Jane Austen infatti appartiene ancora alla categoria degli scrittori noti ma non riconosciuti; spesso viene letta in chiave meramente consolatoria e perciò tende a essere disprezzata da chi predilige sapori più forti. Non molto tempo fa un mio amico editore ha osato dirmi con aria serissima che si tratta di una “scrittrice per donne” (quindi doppiamente squalificata, presumo). Questo basta, mi pare, per giustificare la pubblicazione delle opere complete a quasi centottant’anni dalla morte. Non solo è quasi un invito a privilegiare quelle opere o frammenti poco conosciuti – soprattutto Sanditon, cui la Austen lavorò fino a pochi mesi prima di morire – che per certi versi sono l’antitesi dell’immagine tradizionale della “divina zia Jane”. Finalmente si riesce a vedere che non è tanto l’autrice di sfavillanti romanzi di formazione come Orgoglio e pregiudizio e Emma, bensì una scrittrice seria, consapevole, per nulla bacchettona e – vivaddio – settecentesca, non vittoriana.
I giovani lo hanno capito. Non per niente la via d’accesso più comune all’opera austeniana è diventata L’abbazia di Northanger, quell’allegra demistificazione del romanzo gotico quasi introvabile quindici anni fa e ora, forse, l’opera della quale vi sono più edizioni disponibili (L’Unità lo ha recentemente incluso nella collezione “Illusioni e fantasmi”).
A parte ogni considerazione puramente letteraria circa la vivacità dello stile conversazionale – che Dacia Maraini, nella sua introduzione a Orgoglio e pregiudizio definisce “goldoniano” – oppure circa la sottile quanto costante insistenza sul contrasto tra illusione e realtà, mi pare che le ragioni principali per un approccio “revisionista” alla Austen, oggi, siano due: il denaro e le donne. Si pensi per esempio al famoso incipit di Orgoglio e pregiudizio: “È una verità universalmente riconosciuta che uno scapolo in possesso di un bel patrimonio debba aver bisogno di una moglie” (“universalmente” da chi?), oppure a quello di Emma: “Emma Woodhouse, attraente, intelligente e ricca (corsivo nostro); oppure ai primi paragrafi di Ragione e sentimento, pieni di riferimenti a eredità, meschinità di parenti maschi, ecc.
Non voglio affatto dire che la Austen sia una donna ossessionata dal denaro: semplicemente che in tutti e sei i romanzi canonici – e se è per quello, anche nei frammenti superstiti – è fondamentale il rapporto fra la donna e il denaro, l’assoluta necessità di trovare un buon partito se non si ha già una rendita sufficiente. Le sorelle Dashwood (Ragione e sentimento), Fanny Price (Mansfield Park), Emma Watson (I Watson) hanno tutte il medesimo problema, e anche quando la protagonista è ricca e indipendente – Emma Woodhouse o Anna Eliot [sic] (Persuasione) – vi è sempre un paragone con una donna meno fortunata che va compresa e aiutata.
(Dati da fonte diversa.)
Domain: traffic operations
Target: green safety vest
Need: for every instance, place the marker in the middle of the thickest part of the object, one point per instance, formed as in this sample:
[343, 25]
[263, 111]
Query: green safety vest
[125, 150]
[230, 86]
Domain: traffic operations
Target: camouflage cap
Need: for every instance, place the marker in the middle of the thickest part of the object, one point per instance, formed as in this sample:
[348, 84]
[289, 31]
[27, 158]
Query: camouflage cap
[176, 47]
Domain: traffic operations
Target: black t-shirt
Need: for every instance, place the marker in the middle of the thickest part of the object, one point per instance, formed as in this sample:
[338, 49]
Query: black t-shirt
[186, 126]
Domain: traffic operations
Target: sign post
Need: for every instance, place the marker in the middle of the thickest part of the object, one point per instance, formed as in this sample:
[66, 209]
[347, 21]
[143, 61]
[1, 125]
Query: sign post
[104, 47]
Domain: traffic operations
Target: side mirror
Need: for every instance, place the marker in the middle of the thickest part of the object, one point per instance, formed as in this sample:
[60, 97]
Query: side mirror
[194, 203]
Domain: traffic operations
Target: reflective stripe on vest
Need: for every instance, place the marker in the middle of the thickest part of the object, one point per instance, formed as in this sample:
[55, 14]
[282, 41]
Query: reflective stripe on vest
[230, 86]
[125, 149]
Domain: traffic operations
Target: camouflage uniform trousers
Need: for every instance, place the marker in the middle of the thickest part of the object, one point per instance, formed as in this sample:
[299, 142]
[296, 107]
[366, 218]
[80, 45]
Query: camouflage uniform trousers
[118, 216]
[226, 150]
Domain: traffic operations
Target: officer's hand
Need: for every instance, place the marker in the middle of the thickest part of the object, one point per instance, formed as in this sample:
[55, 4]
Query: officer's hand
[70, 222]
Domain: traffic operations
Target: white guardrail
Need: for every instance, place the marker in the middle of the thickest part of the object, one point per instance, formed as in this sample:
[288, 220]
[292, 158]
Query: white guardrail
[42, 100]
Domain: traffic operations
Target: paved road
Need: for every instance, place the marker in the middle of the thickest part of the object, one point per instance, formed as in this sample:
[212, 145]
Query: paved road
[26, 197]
La “carriera” editoriale della Austen sembra sottolineare tale interpretazione. Ragione e sentimento (si badi, non viceversa), scritto nel 1795, vede la luce soltanto nel 1811. Orgoglio e pregiudizio (1796-97, rifiutato subito da un noto editore londinese), nel 1813. Di soldi se ne videro ben pochi. Il manoscritto de L’abbazia di Northanger – destinato a rimanere postumo nel cassetto dell’editore – fu comprato per dieci sterline; quello di Orgoglio e pregiudizio per centodieci (mentre negli stessi anni Byron riceveva migliaia di sterline per ogni suo poema, anche il più noioso). I diritti d’autore percepiti dalla Austen in tutta la sua vita ammontarono a meno di settecento sterline in tutto.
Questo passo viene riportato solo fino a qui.